Lockjaw Takes Charge

Count Basie completed two tours of Great Britain in 1957—the first in April and the second just after recording The Atomic Basie for Roulette Records. Both tours were critical hits, according to Melody Maker, the London music magazine popular at the time. The second tour even included a command performance for Queen Elizabeth at London's Palladium theater.

Eddie Lockjaw Davis was on hand for that fall tour, having returned to the Basie band over the summer of 1957, just before the band's Atomic date.

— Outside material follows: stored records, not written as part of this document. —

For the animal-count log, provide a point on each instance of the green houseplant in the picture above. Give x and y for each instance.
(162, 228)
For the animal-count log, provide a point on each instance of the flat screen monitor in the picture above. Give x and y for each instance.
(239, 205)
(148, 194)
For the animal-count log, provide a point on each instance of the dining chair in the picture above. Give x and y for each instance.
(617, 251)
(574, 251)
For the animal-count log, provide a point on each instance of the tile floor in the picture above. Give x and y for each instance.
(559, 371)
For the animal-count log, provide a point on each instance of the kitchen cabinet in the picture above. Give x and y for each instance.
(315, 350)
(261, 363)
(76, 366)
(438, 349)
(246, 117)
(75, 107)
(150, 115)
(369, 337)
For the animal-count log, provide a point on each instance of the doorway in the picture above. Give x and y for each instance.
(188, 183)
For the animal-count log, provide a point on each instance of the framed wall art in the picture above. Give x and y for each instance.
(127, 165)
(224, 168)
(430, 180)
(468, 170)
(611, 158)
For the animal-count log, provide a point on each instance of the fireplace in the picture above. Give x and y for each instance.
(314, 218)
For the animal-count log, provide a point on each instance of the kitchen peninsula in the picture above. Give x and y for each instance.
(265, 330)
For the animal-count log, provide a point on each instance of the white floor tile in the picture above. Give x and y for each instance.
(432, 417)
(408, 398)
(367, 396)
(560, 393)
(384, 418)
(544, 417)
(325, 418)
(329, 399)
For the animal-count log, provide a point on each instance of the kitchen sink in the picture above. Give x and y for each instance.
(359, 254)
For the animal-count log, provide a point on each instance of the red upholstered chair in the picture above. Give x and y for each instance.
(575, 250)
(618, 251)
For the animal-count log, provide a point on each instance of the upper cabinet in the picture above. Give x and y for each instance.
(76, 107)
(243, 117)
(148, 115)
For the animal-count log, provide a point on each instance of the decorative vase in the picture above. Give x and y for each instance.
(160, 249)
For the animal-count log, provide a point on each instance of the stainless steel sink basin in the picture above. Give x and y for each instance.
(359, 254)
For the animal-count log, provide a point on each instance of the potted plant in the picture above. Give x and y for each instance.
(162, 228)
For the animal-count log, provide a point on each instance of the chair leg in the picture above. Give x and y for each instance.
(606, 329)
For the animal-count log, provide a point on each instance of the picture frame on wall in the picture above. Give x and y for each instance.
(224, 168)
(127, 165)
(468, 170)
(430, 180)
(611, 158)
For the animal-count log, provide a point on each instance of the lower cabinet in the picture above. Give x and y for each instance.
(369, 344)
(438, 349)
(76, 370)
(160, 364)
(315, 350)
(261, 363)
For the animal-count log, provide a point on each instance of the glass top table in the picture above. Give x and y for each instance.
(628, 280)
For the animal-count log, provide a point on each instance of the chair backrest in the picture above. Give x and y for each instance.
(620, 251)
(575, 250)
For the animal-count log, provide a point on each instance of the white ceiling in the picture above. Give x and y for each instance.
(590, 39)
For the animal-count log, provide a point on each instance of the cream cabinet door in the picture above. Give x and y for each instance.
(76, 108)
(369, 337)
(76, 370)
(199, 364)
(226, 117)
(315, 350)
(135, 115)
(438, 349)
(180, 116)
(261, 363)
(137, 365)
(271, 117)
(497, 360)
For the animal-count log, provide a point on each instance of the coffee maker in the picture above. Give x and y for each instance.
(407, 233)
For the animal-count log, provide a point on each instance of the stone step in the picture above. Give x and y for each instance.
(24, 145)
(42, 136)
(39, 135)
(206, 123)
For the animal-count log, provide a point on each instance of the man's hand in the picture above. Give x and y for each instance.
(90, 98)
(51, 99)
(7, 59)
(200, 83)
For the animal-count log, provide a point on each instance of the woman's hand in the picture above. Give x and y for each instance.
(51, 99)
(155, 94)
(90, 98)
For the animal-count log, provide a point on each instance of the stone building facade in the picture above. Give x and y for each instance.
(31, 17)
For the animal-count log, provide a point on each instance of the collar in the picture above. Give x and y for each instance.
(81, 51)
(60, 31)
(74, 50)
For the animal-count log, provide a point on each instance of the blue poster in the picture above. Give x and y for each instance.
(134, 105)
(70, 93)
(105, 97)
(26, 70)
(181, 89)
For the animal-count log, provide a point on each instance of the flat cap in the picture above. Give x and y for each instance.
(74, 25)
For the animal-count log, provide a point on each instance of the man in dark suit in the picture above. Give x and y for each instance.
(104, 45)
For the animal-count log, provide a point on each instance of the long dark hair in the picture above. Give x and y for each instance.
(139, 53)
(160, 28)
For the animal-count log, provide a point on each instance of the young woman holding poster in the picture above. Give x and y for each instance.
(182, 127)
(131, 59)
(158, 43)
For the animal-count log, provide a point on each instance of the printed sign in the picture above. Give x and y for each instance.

Lockjaw Davis was a confident, no-nonsense tenor saxophonist whose sound was infused with a raw, roadhouse sense of the blues. Lockjaw knew only one way—a full, rich, exciting sound that was both relentless and soulful. He also had an entertainer's knack for the dramatic, handling his tenor as though it were made of balsa wood. As Lockjaw explained in Stanley Dance's The World of Count Basie (1980), there was a reason why he always gave his tenor a little heave after every solo:

"I deliberately handle the horn the way I do, to show I'm its master! I've always noticed how delicately so many tenor players handle it, as though it were fragile, as though it commanded them. I try to show that I have command of the horn at all times, whether I'm playing or just holding it. You take charge, it's yours, and I want the audience to feel I'm in complete command. Otherwise you can give the impression the horn is too big for you, whether you play it well or not. The visual impression is quite important."

This Basie band in the fall of 1957 was spectacular. It also was unusual, in that the reed section featured three tenors—Frank Wess, Frank Foster and Lockjaw Davis—instead of the customary two.

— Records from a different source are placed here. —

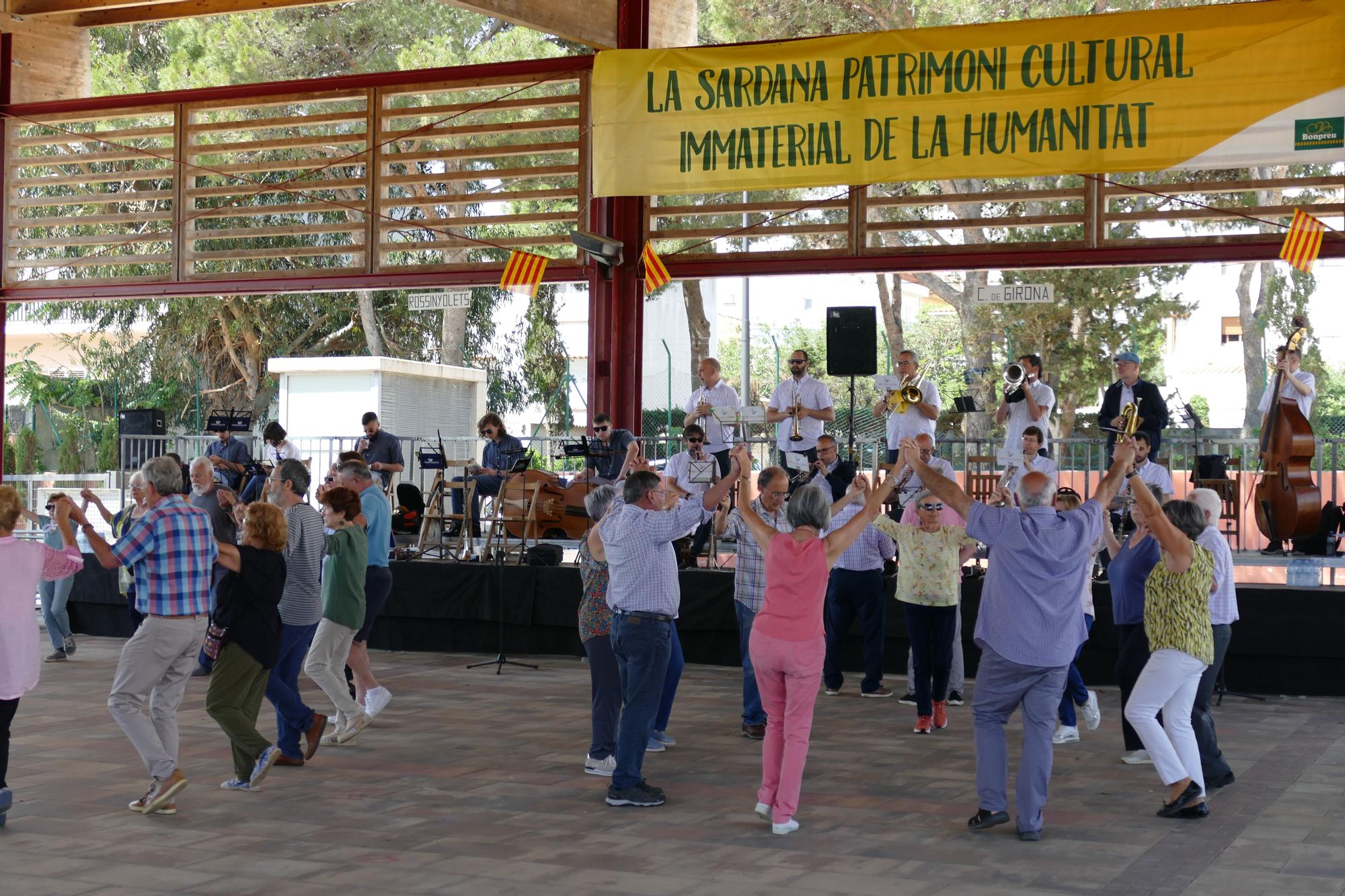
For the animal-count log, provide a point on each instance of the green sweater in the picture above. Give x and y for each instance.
(344, 577)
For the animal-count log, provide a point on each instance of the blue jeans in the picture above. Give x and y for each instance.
(642, 649)
(1077, 693)
(931, 630)
(294, 717)
(485, 486)
(670, 682)
(753, 710)
(54, 598)
(851, 592)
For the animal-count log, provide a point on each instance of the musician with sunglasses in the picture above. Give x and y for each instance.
(613, 455)
(804, 397)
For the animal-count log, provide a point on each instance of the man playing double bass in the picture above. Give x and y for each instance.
(1300, 389)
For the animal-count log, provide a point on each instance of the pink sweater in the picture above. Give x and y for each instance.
(25, 563)
(796, 589)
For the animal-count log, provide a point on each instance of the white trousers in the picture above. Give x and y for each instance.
(1168, 684)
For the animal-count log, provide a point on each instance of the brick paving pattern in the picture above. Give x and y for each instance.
(473, 783)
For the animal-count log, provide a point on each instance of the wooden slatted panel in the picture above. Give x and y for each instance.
(91, 200)
(278, 186)
(486, 159)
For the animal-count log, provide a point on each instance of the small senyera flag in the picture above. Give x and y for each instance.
(524, 272)
(656, 275)
(1304, 241)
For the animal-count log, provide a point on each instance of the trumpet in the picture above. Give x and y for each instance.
(1016, 377)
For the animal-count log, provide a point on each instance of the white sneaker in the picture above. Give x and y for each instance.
(377, 700)
(602, 767)
(1066, 735)
(1091, 713)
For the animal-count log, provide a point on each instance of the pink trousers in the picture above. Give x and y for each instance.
(789, 674)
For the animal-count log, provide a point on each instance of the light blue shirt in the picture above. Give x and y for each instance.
(379, 514)
(1039, 563)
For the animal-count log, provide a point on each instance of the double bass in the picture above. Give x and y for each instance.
(1289, 503)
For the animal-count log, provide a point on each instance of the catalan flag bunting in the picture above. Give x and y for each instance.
(656, 275)
(1304, 241)
(524, 272)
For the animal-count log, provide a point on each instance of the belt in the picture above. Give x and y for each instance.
(644, 614)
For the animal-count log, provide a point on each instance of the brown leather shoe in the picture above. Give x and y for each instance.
(314, 735)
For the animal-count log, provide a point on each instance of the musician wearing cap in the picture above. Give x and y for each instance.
(907, 420)
(1027, 401)
(800, 407)
(1129, 388)
(700, 409)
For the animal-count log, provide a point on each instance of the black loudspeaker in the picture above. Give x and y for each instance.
(853, 341)
(142, 421)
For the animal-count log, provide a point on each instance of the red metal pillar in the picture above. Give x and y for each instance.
(617, 306)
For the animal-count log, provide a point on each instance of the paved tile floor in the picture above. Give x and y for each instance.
(471, 783)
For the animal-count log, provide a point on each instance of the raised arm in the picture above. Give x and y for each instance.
(944, 489)
(1171, 538)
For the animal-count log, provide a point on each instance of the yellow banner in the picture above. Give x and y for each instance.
(1210, 87)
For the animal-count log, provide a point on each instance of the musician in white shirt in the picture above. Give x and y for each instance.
(813, 403)
(1032, 409)
(715, 393)
(910, 421)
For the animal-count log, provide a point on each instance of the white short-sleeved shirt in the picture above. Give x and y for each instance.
(679, 469)
(1020, 419)
(718, 436)
(914, 423)
(1305, 403)
(1152, 474)
(813, 395)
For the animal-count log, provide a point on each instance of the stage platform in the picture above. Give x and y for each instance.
(1288, 641)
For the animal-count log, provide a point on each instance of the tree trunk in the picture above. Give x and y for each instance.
(697, 325)
(890, 300)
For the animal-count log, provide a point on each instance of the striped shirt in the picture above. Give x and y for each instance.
(1223, 596)
(870, 549)
(1039, 561)
(641, 560)
(302, 603)
(171, 551)
(750, 573)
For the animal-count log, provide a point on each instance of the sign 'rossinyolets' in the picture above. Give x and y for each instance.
(1233, 85)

The reason for the trio had to do with evolving personnel changes. During this period, Basie was forced to  replace three chairs: trombonist Al Grey was in for a departing Bill Hughes; trumpeter Snookie Young joined when Renauld Jones left; and the return of Lockjaw (a Basie favorite) forced  Frank Wess to learn the alto charts when alto saxophonist Billy Graham gave notice at about the same time.

"That's how we happened to have three tenor soloists on that [Atomic] album, the two Franks and also Lockjaw, who got the meat on Flight of the Foo Birds, After Supper, Whirly Bird and Double-O," said Basie in Good Morning Blues: The Autobiography of Count Basie (1985).

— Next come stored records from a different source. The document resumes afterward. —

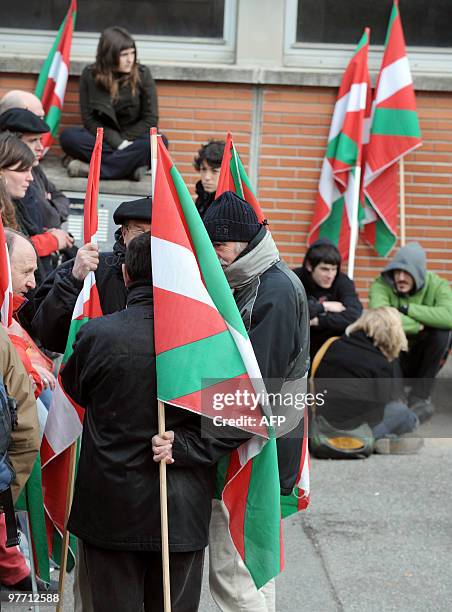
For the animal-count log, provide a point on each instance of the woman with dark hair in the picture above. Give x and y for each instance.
(16, 162)
(118, 94)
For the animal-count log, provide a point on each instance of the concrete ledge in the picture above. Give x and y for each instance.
(221, 73)
(57, 174)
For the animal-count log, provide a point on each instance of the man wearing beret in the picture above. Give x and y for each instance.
(56, 297)
(47, 207)
(273, 306)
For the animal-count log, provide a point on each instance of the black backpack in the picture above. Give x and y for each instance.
(8, 422)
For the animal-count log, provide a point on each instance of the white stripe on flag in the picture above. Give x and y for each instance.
(63, 425)
(175, 269)
(84, 295)
(354, 100)
(327, 187)
(394, 77)
(59, 73)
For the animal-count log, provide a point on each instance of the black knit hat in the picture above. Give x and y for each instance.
(138, 210)
(23, 121)
(231, 219)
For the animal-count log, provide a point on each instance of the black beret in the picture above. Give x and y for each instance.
(139, 210)
(23, 121)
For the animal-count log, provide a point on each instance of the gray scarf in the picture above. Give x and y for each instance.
(246, 268)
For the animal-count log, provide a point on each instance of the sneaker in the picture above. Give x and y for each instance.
(422, 408)
(77, 169)
(25, 586)
(407, 444)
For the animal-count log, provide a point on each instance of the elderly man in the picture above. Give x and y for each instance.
(56, 297)
(424, 301)
(273, 306)
(18, 98)
(47, 206)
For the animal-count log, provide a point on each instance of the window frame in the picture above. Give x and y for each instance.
(17, 43)
(324, 57)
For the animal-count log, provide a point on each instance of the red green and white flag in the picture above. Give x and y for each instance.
(65, 420)
(233, 177)
(333, 213)
(394, 133)
(202, 348)
(52, 80)
(6, 286)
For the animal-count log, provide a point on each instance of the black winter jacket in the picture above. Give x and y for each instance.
(126, 118)
(116, 501)
(359, 382)
(330, 323)
(55, 299)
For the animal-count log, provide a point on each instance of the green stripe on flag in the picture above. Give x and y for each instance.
(214, 278)
(199, 361)
(343, 148)
(392, 18)
(384, 239)
(262, 528)
(234, 168)
(31, 500)
(53, 119)
(44, 74)
(76, 324)
(331, 228)
(395, 122)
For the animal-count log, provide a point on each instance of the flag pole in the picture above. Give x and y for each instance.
(354, 224)
(161, 423)
(164, 518)
(402, 203)
(66, 534)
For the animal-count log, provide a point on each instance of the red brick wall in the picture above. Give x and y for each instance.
(294, 133)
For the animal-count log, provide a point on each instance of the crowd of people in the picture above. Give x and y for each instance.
(378, 366)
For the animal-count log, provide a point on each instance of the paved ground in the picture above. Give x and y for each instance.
(377, 538)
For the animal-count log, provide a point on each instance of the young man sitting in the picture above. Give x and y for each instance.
(333, 301)
(424, 300)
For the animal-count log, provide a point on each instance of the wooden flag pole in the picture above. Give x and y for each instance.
(402, 203)
(66, 535)
(354, 223)
(164, 518)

Frank Foster—who had replaced Jaws four years earlier— recalled the worrisome musical shadow cast by Jaws' arrival during a 1992 interview with Bob Bernotas:

"Jaws was Basie's sweetheart when it came to the tenor. He fit the band so well 'til I felt intimidated every time Jaws played. I even had more of a hangup trying to fit with the band during that time. And some of my recorded solos with the Basie orchestra are things that I'm not very proud of."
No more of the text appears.